Percival – Perseus is a hero, and Percy Jackson puts another spin on the Percy names. But Percival, borrowed from King Arthur’s Knights of the Round Table, has that out-of-our-time feeling that fits on this list.
Peregrine – Also spelled Peregrin, it’s best known as the given name of Hobbit Pippin Took, one of Frodo’s companions in The Lord of the Rings. Yes, Peregrine is elaborate. But so is Alexander. And Perry is a great nickname – that is, if you’re not all about Pip. There are plenty of saintly Peregrines to inspire.
Rafael, Raphael – An angel, a Renaissance master, and a Teenage Mutant Ninja Turtle, too.
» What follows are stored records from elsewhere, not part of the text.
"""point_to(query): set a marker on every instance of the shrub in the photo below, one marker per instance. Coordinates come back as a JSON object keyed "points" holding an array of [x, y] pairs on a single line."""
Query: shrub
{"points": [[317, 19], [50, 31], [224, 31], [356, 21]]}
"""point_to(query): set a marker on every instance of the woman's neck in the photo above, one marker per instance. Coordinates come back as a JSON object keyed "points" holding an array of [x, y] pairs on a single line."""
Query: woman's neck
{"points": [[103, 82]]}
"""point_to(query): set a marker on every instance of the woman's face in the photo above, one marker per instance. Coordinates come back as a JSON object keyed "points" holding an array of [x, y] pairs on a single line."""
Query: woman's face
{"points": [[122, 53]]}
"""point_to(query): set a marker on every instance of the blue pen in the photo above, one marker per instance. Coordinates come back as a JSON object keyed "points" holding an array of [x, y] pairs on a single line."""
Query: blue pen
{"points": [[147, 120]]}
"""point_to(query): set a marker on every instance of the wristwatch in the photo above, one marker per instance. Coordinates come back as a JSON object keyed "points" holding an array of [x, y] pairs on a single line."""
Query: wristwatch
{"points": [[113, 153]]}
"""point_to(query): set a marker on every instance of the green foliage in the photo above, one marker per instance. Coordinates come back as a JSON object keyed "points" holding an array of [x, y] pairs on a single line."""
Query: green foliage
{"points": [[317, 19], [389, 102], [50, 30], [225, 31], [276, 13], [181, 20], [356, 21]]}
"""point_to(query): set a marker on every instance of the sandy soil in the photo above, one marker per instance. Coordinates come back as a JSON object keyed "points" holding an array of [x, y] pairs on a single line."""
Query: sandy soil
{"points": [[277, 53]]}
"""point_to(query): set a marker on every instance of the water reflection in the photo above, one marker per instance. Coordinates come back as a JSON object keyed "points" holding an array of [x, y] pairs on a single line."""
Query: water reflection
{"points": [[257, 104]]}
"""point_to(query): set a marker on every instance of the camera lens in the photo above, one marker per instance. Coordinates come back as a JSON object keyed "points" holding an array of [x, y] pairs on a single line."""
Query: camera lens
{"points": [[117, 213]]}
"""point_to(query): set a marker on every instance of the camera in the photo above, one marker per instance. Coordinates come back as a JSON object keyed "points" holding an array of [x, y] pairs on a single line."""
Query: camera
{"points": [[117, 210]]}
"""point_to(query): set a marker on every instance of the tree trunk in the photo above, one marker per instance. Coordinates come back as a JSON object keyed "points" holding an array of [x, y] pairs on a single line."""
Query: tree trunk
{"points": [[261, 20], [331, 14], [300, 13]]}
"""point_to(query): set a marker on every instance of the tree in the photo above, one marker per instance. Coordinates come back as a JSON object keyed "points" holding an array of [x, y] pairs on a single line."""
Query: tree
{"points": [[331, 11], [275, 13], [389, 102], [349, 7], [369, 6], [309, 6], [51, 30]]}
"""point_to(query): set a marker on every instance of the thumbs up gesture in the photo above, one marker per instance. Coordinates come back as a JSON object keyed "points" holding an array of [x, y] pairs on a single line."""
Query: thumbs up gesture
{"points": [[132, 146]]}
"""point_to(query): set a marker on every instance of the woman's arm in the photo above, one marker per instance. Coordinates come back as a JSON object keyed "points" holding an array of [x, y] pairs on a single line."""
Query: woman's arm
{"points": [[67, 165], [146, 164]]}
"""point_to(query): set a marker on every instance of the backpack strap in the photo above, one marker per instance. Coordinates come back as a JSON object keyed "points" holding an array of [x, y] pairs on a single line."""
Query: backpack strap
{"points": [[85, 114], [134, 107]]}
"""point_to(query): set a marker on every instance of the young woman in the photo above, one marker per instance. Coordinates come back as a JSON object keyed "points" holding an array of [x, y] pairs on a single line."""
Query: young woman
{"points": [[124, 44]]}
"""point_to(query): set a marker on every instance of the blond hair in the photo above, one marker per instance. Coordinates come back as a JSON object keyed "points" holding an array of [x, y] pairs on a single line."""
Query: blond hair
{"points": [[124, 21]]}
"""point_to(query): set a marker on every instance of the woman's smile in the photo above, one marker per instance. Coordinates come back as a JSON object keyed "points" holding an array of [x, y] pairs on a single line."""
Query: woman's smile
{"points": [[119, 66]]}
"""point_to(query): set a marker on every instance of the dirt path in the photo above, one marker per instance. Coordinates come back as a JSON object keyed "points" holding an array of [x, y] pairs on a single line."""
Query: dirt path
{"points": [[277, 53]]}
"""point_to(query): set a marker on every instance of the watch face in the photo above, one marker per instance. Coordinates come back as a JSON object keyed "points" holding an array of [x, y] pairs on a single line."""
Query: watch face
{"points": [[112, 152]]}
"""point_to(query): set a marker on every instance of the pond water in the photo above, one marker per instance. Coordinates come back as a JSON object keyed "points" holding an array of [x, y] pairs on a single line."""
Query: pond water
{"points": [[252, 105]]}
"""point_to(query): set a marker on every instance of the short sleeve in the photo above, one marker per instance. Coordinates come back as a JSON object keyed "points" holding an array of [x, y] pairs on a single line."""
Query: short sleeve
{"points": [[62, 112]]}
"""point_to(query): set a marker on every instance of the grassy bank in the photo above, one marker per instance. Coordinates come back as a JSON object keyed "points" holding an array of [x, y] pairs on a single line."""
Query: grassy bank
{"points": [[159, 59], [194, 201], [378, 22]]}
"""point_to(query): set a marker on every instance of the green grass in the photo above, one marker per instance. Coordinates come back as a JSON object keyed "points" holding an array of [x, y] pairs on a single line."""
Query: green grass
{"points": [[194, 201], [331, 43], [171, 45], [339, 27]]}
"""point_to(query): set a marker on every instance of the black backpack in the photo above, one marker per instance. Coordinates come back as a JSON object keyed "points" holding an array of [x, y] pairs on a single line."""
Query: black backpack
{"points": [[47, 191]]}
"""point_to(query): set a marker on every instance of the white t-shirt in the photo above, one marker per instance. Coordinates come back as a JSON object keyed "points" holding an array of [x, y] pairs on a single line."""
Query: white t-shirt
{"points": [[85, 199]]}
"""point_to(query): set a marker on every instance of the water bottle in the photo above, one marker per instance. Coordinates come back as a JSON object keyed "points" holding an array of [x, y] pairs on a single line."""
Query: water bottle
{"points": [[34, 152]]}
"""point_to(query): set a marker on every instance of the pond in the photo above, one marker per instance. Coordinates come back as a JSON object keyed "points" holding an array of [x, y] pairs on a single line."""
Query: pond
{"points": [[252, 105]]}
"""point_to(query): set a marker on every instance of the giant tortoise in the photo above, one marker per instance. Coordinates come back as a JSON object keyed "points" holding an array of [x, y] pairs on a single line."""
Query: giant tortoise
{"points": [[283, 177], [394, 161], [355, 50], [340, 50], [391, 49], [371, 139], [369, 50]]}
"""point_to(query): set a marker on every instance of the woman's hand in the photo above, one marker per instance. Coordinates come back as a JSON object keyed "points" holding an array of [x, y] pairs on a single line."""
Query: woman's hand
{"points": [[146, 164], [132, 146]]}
A very small number of actual princes have answered to the name, but it isn’t common as a given name. A little bit dreamy, a little bit daring – Raphael screams fairytale prince to me.
Rainier – The most obviously real world princely name on this list, the late Prince Rainier III ruled the tiny nation of Monaco, and brought home Hollywood royalty to share his palace. Originally a Germanic name, it travelled through French to English. It didn’t survive in English, but French is the official language of Monaco, where Rainier is a thoroughly princely pick.
Sebastian – Yes, he’s definitely a popular choice for non-royal, real boys circa 2014 – Sebastian has ranked in the US Top 100 every year since 2000, and currently stands at #45. But there’s something romantic and imaginative about this name, even though he’s not as uncommon as some of the picks on this list.
Valor – Like Noble, this name could overdose on the obvious. But ever since Emile Hirsch named his son Valor, it has seemed like a possible up-and-comer. If Victor is a regular guy name, is Valor such a stretch? Certainly not for a fairytale prince!
What would you name a fairytale prince? Are there other names that should be included on this list? Which names are wearable for real, non-regal boys?